Take advantage of the receiving line.
“Rather than continually seeking them out at various points during the reception, guests should have their words with the pair on the receiving line ― if there is one ― or on the dance floor,” Farley said. “A benefit of the former strategy is it all but guarantees getting to speak with both members of the couple at once, which may prove difficult or impossible once the reception begins.”
Instead of a receiving line, many couples take time to make the rounds and greet every table during dinner. Similarly, consider this your designated moment to share your thanks and congratulations or get a photo together.
Take cues from the couple.
“The best way to speak with the wedding couple is by being aware of your surroundings,” said Jodi R.R. Smith, president of Mannersmith Etiquette Consulting, .

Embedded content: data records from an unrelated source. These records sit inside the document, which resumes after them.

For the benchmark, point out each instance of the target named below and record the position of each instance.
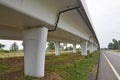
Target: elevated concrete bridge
(38, 21)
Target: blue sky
(105, 15)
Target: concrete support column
(74, 48)
(91, 47)
(34, 51)
(57, 48)
(84, 48)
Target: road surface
(109, 66)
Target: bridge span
(38, 21)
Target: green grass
(72, 66)
(5, 68)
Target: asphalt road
(109, 66)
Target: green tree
(14, 47)
(2, 46)
(51, 46)
(114, 45)
(70, 48)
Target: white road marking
(114, 70)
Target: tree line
(114, 45)
(13, 47)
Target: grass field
(67, 66)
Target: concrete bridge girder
(29, 20)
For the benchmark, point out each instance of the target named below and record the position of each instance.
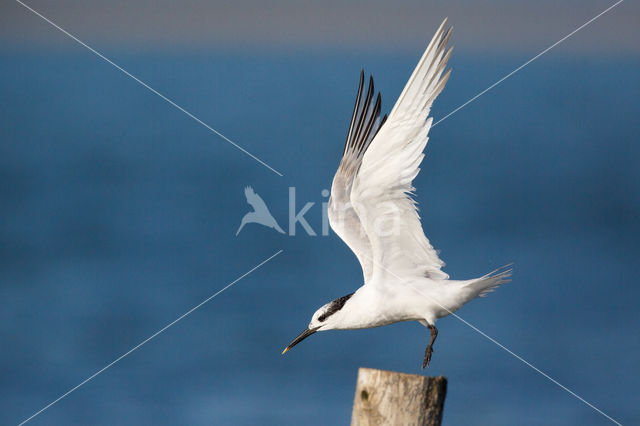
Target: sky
(480, 26)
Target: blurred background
(118, 212)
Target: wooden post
(389, 398)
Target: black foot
(427, 357)
(427, 353)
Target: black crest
(334, 307)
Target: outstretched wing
(254, 200)
(365, 124)
(382, 188)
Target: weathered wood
(389, 398)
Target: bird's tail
(484, 285)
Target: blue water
(118, 213)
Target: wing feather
(381, 191)
(365, 124)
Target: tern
(372, 210)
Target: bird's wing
(254, 200)
(365, 124)
(381, 191)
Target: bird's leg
(427, 353)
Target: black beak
(308, 332)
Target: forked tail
(482, 286)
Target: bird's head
(325, 318)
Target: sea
(120, 202)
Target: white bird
(372, 210)
(260, 213)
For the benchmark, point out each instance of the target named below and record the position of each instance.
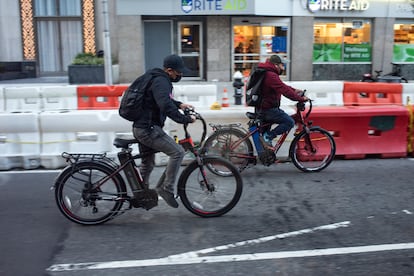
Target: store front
(342, 48)
(320, 40)
(256, 39)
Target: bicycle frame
(128, 166)
(256, 127)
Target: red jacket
(273, 87)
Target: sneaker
(168, 197)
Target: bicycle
(92, 188)
(392, 77)
(311, 150)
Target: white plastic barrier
(19, 141)
(59, 97)
(22, 99)
(81, 131)
(198, 95)
(323, 93)
(408, 93)
(40, 98)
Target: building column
(382, 44)
(301, 48)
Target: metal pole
(107, 44)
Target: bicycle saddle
(124, 143)
(252, 115)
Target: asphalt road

Pay attention to what’s going on. If you would like to have a slightly longer chat at some point, don’t try to do it while the newlyweds are occupied, stressed out or en route to cut the cake.
“Take your cues from the couple,” Smith advised. “If there is a crowd forming or if the couples’ eyes are glazing, it is time to more along.”
Say you look forward to catching up at a later date.
The wedding reception is not really the time to have a full catch-up with the newly married couple, so if you want the the chance to have a proper conversation with them, mention that you’d love to get together sometime in the future.
“I would suggest for a wedding guest, you go up to the couple, offer your congratulations, say how beautiful the bride looks and then add something like ‘Thank you so much for inviting us, we’ll definitely have you and Jim over for dinner when you come back from your honeymoon!’” Whitmore said.
Then give them a hug and carry on enjoying the rest of the event, food and dance floor with your fellow guests. You can reach out and make a concrete plan with the newlyweds at a later date.
Accept that you might not get to talk at all.
Etiquette guidelines dictate that newlyweds should try to greet all of their guests at some point during the event, but at larger weddings, people inevitably slip through the cracks.
“You may not get to talk with the bride or groom at all,” noted etiquette expert Juliet Mitchell, also known as Ms. J, told HuffPost. “The wedding is a gathering of friends, family and sometimes associates. The bride and wedding planner have taken under consideration who will be there, where they will sit, dance, etc. so that they can interact, engage and socialize with each other. One-to-one conversation may not happen. Be OK with that, and if you are a friend, connect with them after the wedding.
Don’t worry about saying goodbye.
Unless you happen to pass by them on your way out, you also don’t have to have a farewell moment with the happy couple ― unless they specifically asked you to.
“Guests should not feel the need to say goodbye to the couple prior to leaving ― especially if they will be departing before the end of the night,” Farley said. “Rather, an Irish exit is entirely appropriate here, letting the celebration and merriment continue without an external reminder that the night is drawing to a close.”